Novembre 2nd, 2025 Riccardo Fucile

LA PAURA DI NON POTER AFFRONTARE SPESE IMPREVISTE E SI RINVIA IL PENSIONAMENTO

Guardare al futuro, per molti italiani, significa oggi fare i conti con la paura di non avere abbastanza: abbastanza risparmi, abbastanza certezze, abbastanza tempo per costruirsi una vecchiaia serena. L’incertezza economica, l’instabilità dei mercati e l’aumento del costo della vita hanno infatti acceso un campanello d’allarme nelle famiglie: il 49% teme di non poter far fronte a spese impreviste, mentre il 39% confessa di temere di non riuscire a mantenere lo stesso tenore di vita una volta in pensione. Numeri che raccontano non solo una percezione, ma una realtà fatta di precarietà e difficoltà nel pianificare il futuro. Tutto, mentre il sistema pensionistico pubblico, pur restando un pilastro fondamentale, non sembra più sufficiente a garantire serenità e stabilità economica a chi si avvicina all’età del ritiro.
L’idea di posticipare il ritiro dal lavoro
Per molti, la soluzione sembra essere quella di rimandare il momento della pensione. Secondo i dati, il 37% degli italiani sta valutando di prolungare la vita lavorativa, e le motivazioni sono chiare: il 48% lo farebbe per continuare a percepire uno stipendio, mentre il 46% spera di ottenere così una pensione più elevata. Una scelta che, se da un lato risponde alla necessità di garantire maggiore sicurezza economica, dall’altro evidenzia la
difficoltà di costruire un futuro finanziariamente solido senza un’adeguata pianificazione.
La previdenza integrativa: uno strumento in crescita ma ancora poco compreso
Nonostante le paure, cresce la consapevolezza dell’importanza di una previdenza complementare. Tra chi ha già deciso di tutelarsi, il 36% ha aderito a un piano individuale pensionistico (PIP), con una curiosa differenza di genere: il 45% delle donne ha scelto questa strada, contro il 30% degli uomini. Un dato che suggerisce come le donne, spesso più esposte alle discontinuità lavorative e a pensioni più basse, mostrino una maggiore sensibilità verso la pianificazione del futuro.
Il percorso non è però ancora chiaro per tutti: tra chi sta valutando l’adesione, il 37% non ha ancora deciso quale strumento adottare.

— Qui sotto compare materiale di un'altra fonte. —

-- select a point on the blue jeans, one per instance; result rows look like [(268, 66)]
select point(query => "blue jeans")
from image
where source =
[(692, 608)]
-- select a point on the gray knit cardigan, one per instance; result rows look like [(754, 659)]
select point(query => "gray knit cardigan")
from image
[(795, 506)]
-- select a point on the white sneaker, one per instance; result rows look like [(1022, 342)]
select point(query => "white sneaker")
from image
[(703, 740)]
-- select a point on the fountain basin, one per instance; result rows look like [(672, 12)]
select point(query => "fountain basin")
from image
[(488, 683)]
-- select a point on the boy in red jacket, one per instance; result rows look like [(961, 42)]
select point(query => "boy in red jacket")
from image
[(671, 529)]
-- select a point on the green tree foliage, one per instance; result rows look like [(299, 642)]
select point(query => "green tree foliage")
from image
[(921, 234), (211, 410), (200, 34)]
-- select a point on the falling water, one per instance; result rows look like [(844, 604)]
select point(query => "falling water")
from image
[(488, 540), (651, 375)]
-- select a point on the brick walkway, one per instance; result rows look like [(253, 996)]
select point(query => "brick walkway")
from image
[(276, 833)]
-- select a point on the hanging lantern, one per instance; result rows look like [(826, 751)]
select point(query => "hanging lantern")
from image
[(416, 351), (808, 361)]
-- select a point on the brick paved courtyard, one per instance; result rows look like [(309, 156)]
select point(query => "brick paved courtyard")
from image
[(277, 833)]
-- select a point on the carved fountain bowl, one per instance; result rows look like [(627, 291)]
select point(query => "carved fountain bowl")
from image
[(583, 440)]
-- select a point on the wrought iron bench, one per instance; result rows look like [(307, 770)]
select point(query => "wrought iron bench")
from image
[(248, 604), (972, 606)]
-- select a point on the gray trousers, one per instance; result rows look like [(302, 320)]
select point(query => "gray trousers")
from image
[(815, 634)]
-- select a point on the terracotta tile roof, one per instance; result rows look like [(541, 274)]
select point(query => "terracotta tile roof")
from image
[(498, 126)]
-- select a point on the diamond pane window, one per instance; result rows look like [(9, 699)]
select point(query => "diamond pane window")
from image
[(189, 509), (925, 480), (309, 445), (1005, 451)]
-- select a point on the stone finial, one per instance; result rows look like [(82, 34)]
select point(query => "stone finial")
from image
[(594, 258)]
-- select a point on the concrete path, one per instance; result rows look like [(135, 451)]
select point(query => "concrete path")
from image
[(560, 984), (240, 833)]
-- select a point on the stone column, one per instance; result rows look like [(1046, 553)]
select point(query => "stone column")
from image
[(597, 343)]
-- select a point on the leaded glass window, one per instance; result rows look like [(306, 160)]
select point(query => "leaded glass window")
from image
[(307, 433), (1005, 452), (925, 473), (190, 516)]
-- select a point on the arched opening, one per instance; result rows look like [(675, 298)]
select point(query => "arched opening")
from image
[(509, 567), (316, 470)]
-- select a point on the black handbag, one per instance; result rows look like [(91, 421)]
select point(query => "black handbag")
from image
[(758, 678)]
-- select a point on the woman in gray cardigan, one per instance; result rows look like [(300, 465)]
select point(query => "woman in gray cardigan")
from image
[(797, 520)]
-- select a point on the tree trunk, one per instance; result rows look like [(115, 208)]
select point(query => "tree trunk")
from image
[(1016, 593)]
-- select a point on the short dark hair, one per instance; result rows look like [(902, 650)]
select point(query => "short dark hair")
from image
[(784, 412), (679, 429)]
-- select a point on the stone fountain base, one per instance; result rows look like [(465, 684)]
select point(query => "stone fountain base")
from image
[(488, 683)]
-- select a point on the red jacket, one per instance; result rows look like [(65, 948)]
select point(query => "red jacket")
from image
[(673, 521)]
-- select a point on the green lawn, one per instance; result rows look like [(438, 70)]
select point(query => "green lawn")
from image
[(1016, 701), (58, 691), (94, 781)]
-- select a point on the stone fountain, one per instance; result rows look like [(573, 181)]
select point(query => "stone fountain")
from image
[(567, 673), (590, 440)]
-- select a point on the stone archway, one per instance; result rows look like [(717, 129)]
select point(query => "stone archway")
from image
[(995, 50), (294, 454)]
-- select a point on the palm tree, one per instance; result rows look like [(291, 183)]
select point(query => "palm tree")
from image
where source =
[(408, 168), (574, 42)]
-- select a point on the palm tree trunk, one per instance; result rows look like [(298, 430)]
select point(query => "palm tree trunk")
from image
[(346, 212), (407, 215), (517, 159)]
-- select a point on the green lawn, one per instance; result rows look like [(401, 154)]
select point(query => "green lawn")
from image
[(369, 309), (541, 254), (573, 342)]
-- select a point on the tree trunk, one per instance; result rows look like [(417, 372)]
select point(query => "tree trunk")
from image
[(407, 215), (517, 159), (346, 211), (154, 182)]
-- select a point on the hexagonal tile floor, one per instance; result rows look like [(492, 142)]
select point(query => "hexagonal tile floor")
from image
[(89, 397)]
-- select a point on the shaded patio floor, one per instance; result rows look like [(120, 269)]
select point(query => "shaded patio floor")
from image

Il segno insomma di un processo decisionale complesso, dove la mancanza di conoscenze finanziarie e la diffidenza verso il mercato rendono difficile scegliere la strada più adatta.
Il ruolo cruciale dei consulenti
In questo contesto di incertezza, i consulenti finanziari e assicurativi svolgono un ruolo rilevante nelle scelte degli italiani. Il 37% si rivolge a un consulente assicurativo per informarsi sulla pensione complementare, mentre il 32% preferisce quello bancario. Più in generale, oltre la metà degli intervistati (55%)
dichiara di affidarsi a un esperto per le proprie decisioni di investimento, indicando come criteri principali trasparenza (57%), competenza tecnica (46%) e capacità di ascolto (36%).
Un Paese in bilico tra prudenza e sfiducia
Il quadro che emerge è dunque quello di un’Italia ancora sospesa tra prudenza e incertezza: come sottolinea Jozef Bala, amministratore delegato di Athora Italia, “la paura per il futuro non si traduce ancora in scelte corrette di pianificazione finanziaria”. Molti italiani, infatti, preferiscono accumulare risparmi in liquidità o investire in immobili, scelte che danno una sensazione di sicurezza immediata ma che, nel lungo periodo, possono rendere le famiglie più vulnerabili di fronte all’inflazione e agli imprevisti economici.
Una fotografia di un Paese consapevole delle proprie fragilità economiche, ma ancora lontano da una pianificazione previdenziale diffusa.

(da Fanpage)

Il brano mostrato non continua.